The Irish Architecture Foundation will be presenting two works as part of the project at their new McCullough Mulvin-designed headquarters on Bachelors Walk. In the upstairs gallery space, Ref: Demolition Temple Bar Gallery & Studios, Mark Orange’s 2010 text and image work, will be displayed as an entry point of sorts for the project. And on view in the ground floor theatre space will be The Fountainhead, a video piece shot at the Ussher Library at Trinity College that re-stages the final scene of Ayn Rand’s infamous novel. (The Fountainhead will also be on view for the duration of the exhibition inserted in between regular programming on the digital information screens throughout the Berkeley, Lecky, and Ussher Libraries at Trinity College.)

Finally, in the little cube window built into the façade of 1 Leinster Street (McCullough Mulvin’s ‘Square Root’ store front, currently occupied by the Association for Dental Education in Europe), a golden archival CD will be on display, burned with an interview with Niall McCullough explaining the architecture of the space and the Dublin Dental Hospital Extension building on the floors above.

McCullough Mulvin Orange is generously supported by project awards from the Arts Council of Ireland and Dublin City Council, and will be accompanied by the publication of a free map, with an essay by Jill Stoner, that will be available at all of the participating venues.

The exhibition is accompanied by a number of special events:

  • All venues will be open late for Culture Night, Friday September 22nd, 6–9pm.
  • The artist will conduct a walking tour of all of the McCullough Mulvin Orange venues on Saturday, September 23rd, leaving Temple Bar Gallery + Studios atrium space at 2:30pm. The event is free and open to the public, please visit www.templebargallery.com/events to register.
  • Following the walking tour, there will be an exhibition reception for the project, open to all, 5–7pm, Temple Bar Gallery + Studios atrium space.
  •  Mark Orange will present a talk on his installation at the Long Room Hub, Trinity College, as part of Trinity's Discover Research Night, Friday September 29th, 7pm.

Mark Orange was born in Belfast and received a BA and MA in Fine Art from the University of Ulster. He was a founding member of Belfast artist-run organisation Catalyst Arts. For the past 18 years, he has been based in New York, but continues to work and exhibit on both sides of the Atlantic. Recent exhibitions include The Headless City, Tulca Festival of Visual Arts, Galway; Temporal Rendering: The Orpheus Building at Ulster University, Belfast; A False Sense, Catalyst Arts, Belfast; and Technically Sweet, Participant Inc, and Anthology Film Archives, New York, and Overgaden, Copenhagen.

For further information, please visit: www.mcculloughmulvinorange.com

Time and Architecture: Three Films and Three Rooms 09.2015 - 10.2015

Cervantes Institute, Lincoln House, Lincoln Place, Dublin 2.

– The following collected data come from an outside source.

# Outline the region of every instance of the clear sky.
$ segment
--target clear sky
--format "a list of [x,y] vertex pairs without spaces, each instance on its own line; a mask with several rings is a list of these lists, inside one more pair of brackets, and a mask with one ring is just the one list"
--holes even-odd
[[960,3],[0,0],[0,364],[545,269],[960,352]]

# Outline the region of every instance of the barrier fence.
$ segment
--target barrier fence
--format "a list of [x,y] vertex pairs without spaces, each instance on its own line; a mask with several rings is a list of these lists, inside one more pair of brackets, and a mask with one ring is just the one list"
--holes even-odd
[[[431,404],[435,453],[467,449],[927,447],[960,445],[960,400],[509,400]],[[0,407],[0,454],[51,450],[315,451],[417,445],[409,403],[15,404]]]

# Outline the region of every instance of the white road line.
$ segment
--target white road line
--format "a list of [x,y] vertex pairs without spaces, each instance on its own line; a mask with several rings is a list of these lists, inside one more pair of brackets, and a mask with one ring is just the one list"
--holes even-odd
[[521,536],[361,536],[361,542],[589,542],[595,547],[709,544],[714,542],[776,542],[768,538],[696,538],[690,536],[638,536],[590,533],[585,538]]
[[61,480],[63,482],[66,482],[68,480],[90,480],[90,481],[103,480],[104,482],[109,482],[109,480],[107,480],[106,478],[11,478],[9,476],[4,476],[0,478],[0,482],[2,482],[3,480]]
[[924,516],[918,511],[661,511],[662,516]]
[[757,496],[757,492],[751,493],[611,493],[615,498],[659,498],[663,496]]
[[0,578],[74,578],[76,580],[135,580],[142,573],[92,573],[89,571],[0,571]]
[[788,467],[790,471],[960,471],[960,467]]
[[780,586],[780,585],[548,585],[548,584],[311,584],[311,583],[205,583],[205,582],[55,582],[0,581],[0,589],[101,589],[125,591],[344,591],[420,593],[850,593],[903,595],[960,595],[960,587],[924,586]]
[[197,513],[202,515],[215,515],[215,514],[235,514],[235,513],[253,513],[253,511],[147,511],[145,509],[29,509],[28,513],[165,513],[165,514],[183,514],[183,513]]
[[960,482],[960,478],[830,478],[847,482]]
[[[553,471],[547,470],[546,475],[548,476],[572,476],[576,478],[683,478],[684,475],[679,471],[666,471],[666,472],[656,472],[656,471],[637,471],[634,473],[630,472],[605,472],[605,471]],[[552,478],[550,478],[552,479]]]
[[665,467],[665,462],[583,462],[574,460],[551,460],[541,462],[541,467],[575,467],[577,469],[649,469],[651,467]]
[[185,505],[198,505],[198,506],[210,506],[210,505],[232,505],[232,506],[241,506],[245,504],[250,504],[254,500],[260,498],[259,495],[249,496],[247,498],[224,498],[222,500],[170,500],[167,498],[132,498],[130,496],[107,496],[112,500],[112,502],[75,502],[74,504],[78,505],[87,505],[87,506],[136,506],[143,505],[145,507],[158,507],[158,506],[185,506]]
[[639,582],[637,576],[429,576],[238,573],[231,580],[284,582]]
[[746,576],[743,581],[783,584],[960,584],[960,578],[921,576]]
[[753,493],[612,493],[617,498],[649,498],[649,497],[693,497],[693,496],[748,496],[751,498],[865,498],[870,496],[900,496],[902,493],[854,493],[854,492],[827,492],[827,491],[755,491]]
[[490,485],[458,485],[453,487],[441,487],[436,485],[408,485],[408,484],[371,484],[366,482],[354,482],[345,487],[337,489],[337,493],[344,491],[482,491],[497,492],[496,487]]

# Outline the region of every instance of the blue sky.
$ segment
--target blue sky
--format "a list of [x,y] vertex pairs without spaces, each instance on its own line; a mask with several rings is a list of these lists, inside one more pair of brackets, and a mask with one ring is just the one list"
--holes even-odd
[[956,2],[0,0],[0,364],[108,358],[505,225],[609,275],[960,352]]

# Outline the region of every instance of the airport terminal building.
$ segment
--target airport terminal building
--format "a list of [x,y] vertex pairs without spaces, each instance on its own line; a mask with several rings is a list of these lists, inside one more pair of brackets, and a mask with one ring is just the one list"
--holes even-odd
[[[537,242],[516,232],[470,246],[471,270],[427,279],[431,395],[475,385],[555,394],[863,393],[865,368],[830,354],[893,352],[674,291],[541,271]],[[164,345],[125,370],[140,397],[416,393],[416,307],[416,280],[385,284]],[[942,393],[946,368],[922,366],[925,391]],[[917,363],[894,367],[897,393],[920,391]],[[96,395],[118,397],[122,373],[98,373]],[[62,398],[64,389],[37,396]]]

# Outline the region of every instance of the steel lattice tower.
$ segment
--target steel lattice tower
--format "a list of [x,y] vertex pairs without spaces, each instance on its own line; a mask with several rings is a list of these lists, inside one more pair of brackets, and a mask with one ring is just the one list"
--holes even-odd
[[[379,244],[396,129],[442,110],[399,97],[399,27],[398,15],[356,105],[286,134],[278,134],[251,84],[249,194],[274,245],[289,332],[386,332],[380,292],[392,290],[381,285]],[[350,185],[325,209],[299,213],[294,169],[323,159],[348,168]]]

Some of this exhibition In Dublin took the form of wall-mounted panels but the focus was on three specially -constructed plywood screening-rooms, within each of which a film is projected; the three films correspond to the tripartite thematic organisation of the architects work. Each of the screening rooms were constructed with the minimum uncut raw materials in plywood and softwood, left untreated so that the changing light unfolds across the mottled surface; each room has two entrances- different locations in each one, so that the visitor enters and leaves lengthways or crossways, travelling between them on plywood causeways, passing narrow urban alleys between. The film forms an essential part of the architecture; the position of the camera is always fixed: it never pans, and any movement derives from incidental and contingent occurrences – a gust of wind, a car in a street, an office worker wheeling out a bin into a backyard.  Time passes; the building endures- or slowly invisibly falls away.